Part 1 — Baseline classifier and data-quality improvement plan
Build a baseline classifier and a practical plan to improve data quality and robustness. Clearly describe:
-
How you will:
-
Detect and quantify label noise.
-
Identify and filter corrupted or low-quality samples.
-
Manage class imbalance.
-
Create robust train/validation/test splits and prevent leakage.
-
Compare mitigation strategies and when to use them:
-
Confidence-based pruning/reweighting.
-
Co-teaching.
-
Strong augmentations (e.g., MixUp, CutMix; optionally RandAugment).
-
Show how each step changes metrics:
-
Top-1 accuracy.
-
Calibration (e.g., Expected Calibration Error, ECE; Brier score).
-
Confusion matrix observations.
Assume you can train a small CNN/ResNet for the baseline.
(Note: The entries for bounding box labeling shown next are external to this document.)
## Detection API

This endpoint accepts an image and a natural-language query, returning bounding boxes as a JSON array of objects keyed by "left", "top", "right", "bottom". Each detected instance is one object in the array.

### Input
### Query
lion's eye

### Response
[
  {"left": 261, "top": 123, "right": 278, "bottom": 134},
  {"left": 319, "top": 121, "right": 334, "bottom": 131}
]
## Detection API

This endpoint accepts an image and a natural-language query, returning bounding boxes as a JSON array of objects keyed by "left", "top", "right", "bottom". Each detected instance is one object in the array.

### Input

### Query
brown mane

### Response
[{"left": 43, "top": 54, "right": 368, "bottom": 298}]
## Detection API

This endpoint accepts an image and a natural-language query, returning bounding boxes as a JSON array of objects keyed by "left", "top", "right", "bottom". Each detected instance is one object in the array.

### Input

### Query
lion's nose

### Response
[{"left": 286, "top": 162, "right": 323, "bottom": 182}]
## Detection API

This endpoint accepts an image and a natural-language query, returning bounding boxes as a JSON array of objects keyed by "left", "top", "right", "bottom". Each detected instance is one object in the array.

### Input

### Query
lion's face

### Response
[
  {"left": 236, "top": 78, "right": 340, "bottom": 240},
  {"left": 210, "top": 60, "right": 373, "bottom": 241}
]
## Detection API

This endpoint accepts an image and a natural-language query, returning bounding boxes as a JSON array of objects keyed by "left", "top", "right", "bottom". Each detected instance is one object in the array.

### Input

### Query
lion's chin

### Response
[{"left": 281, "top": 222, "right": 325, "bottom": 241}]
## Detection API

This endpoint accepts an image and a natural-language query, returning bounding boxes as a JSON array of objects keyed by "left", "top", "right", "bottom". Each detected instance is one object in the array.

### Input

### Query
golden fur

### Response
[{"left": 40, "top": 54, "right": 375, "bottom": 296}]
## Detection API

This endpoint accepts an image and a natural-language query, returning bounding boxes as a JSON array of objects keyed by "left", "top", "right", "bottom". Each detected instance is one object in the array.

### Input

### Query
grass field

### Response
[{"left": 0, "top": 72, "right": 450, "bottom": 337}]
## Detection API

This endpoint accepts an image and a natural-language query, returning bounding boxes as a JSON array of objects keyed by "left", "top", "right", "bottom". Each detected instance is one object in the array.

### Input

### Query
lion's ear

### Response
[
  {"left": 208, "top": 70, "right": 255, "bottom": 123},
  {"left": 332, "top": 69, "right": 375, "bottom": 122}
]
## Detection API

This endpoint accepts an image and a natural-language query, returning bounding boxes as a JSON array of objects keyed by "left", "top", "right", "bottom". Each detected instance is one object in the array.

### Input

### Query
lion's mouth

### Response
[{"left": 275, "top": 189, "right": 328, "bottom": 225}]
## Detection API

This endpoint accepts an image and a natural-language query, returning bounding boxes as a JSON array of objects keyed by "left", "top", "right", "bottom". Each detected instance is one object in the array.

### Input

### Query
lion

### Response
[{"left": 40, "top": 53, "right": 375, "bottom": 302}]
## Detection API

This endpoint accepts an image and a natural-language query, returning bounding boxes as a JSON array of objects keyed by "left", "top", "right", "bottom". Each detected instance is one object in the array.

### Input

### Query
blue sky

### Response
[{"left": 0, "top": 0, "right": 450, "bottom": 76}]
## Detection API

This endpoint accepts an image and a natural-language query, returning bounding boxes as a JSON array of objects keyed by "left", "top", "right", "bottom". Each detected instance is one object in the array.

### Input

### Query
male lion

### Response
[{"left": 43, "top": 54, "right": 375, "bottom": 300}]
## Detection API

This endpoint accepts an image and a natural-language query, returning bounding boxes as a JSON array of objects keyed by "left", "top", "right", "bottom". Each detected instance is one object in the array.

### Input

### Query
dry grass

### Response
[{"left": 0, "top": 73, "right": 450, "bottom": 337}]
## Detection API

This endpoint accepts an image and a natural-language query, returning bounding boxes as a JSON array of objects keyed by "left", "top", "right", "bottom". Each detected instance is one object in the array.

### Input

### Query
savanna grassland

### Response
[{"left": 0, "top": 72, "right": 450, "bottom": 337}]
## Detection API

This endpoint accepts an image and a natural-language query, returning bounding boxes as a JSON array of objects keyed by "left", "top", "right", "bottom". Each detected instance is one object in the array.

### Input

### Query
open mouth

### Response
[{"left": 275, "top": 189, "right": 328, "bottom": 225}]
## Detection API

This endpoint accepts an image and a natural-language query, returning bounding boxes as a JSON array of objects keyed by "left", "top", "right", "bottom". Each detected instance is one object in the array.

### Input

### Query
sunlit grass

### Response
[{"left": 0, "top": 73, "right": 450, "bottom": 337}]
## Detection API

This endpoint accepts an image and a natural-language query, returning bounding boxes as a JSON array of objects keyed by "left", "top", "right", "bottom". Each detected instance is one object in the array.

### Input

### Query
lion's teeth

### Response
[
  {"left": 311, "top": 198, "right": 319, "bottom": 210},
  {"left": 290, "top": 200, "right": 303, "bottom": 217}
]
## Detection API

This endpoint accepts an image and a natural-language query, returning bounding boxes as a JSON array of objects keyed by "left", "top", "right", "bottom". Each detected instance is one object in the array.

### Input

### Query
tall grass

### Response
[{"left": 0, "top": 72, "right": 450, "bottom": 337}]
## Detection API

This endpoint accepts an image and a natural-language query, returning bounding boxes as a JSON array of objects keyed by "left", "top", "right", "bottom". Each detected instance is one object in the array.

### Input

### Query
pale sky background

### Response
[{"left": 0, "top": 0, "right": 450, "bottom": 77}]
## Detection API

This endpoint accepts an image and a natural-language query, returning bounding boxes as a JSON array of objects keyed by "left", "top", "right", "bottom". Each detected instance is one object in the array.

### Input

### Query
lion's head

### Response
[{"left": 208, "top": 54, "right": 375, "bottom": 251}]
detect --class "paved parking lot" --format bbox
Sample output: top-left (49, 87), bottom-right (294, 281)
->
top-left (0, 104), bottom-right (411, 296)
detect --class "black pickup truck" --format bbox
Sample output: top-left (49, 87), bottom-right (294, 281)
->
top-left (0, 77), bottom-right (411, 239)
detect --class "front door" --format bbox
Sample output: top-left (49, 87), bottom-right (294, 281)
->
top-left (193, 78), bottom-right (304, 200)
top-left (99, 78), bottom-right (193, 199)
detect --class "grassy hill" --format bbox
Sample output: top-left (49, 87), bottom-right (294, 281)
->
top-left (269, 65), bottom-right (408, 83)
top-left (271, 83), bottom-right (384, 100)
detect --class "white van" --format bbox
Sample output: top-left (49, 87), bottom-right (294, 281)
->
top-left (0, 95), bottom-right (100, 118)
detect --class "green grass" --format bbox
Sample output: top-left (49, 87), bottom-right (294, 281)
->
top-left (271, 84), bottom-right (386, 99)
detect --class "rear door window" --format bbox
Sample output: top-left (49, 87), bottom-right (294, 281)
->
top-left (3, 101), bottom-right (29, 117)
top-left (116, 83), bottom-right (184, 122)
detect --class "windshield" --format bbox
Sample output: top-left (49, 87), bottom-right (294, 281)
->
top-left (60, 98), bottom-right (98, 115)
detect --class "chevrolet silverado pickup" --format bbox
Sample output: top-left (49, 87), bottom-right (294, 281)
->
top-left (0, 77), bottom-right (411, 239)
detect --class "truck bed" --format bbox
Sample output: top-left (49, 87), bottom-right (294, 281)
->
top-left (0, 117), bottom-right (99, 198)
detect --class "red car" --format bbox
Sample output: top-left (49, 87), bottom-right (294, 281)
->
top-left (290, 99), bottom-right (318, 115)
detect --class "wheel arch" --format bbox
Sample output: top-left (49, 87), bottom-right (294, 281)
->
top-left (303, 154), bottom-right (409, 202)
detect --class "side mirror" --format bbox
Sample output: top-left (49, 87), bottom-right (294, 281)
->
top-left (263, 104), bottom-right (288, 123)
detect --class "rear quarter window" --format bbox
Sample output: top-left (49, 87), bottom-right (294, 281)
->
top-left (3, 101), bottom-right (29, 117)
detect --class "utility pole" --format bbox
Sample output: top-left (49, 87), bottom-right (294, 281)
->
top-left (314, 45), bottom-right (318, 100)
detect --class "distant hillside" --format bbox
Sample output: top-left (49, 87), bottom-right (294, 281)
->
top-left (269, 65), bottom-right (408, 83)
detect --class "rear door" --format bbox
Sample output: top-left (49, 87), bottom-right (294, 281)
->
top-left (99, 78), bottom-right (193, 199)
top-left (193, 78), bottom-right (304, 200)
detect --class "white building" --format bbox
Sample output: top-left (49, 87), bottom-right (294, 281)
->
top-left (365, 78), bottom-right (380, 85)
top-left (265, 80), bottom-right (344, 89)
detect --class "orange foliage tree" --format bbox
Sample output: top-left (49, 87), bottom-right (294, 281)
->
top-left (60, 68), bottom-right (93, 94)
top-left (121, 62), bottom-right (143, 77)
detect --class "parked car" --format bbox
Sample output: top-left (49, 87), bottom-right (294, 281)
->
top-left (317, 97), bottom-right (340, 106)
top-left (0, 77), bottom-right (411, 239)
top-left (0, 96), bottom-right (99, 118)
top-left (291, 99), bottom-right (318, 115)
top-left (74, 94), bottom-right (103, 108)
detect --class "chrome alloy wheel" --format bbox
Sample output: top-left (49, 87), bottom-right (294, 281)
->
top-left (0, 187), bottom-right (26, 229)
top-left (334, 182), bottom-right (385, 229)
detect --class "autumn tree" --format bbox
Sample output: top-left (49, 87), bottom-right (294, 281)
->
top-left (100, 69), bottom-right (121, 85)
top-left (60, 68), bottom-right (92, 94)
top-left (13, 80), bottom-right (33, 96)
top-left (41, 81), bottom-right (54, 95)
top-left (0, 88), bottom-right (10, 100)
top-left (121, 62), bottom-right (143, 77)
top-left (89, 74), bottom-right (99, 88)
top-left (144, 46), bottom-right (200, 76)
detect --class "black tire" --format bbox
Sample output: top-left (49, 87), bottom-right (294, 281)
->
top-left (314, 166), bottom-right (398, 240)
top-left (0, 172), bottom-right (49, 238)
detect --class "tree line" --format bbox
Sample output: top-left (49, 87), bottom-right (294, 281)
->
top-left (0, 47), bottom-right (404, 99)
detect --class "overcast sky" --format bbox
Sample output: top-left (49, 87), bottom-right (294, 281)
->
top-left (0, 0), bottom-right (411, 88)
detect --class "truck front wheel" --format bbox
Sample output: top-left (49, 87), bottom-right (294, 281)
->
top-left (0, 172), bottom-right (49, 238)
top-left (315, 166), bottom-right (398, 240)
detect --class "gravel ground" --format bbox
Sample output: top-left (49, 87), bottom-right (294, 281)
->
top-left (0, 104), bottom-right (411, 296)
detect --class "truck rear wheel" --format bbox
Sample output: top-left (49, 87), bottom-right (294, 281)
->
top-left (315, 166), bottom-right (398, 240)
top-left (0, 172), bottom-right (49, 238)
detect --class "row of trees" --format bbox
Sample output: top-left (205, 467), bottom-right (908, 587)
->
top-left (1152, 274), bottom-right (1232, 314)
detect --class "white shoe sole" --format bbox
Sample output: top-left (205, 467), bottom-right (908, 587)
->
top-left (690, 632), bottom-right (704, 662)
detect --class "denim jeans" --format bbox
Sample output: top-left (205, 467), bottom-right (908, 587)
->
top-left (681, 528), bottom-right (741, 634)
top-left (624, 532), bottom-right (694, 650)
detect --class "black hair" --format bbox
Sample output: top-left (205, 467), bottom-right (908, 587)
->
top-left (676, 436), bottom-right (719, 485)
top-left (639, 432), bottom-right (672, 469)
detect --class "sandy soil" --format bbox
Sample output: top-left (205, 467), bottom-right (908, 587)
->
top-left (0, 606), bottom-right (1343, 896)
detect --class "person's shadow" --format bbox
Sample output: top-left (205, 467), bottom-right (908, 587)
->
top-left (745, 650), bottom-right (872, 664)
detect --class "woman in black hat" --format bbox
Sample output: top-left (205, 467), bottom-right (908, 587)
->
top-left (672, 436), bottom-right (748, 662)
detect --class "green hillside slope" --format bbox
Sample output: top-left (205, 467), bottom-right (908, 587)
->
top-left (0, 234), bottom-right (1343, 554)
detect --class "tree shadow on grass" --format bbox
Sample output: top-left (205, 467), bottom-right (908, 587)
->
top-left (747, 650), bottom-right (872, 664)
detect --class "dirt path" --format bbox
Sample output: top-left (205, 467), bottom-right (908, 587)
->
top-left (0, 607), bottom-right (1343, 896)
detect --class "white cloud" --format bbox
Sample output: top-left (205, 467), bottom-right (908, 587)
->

Keep a held-out test set untouched.
Part 2 — Core learning mechanics from first principles (NumPy-only)
Implement forward and backward passes for a two-layer neural network (Linear → ReLU → Linear → Softmax Cross-Entropy) using only NumPy-like linear algebra:
-
Write vectorized forward and backward computations, including analytical gradients for all parameters.
-
Validate gradients via numerical finite-difference checks.
-
Discuss and implement numerical stability (e.g., log-sum-exp for softmax), sensible initialization, and regularization.
-
Briefly describe how you would extend the architecture to CNNs suitable for this dataset.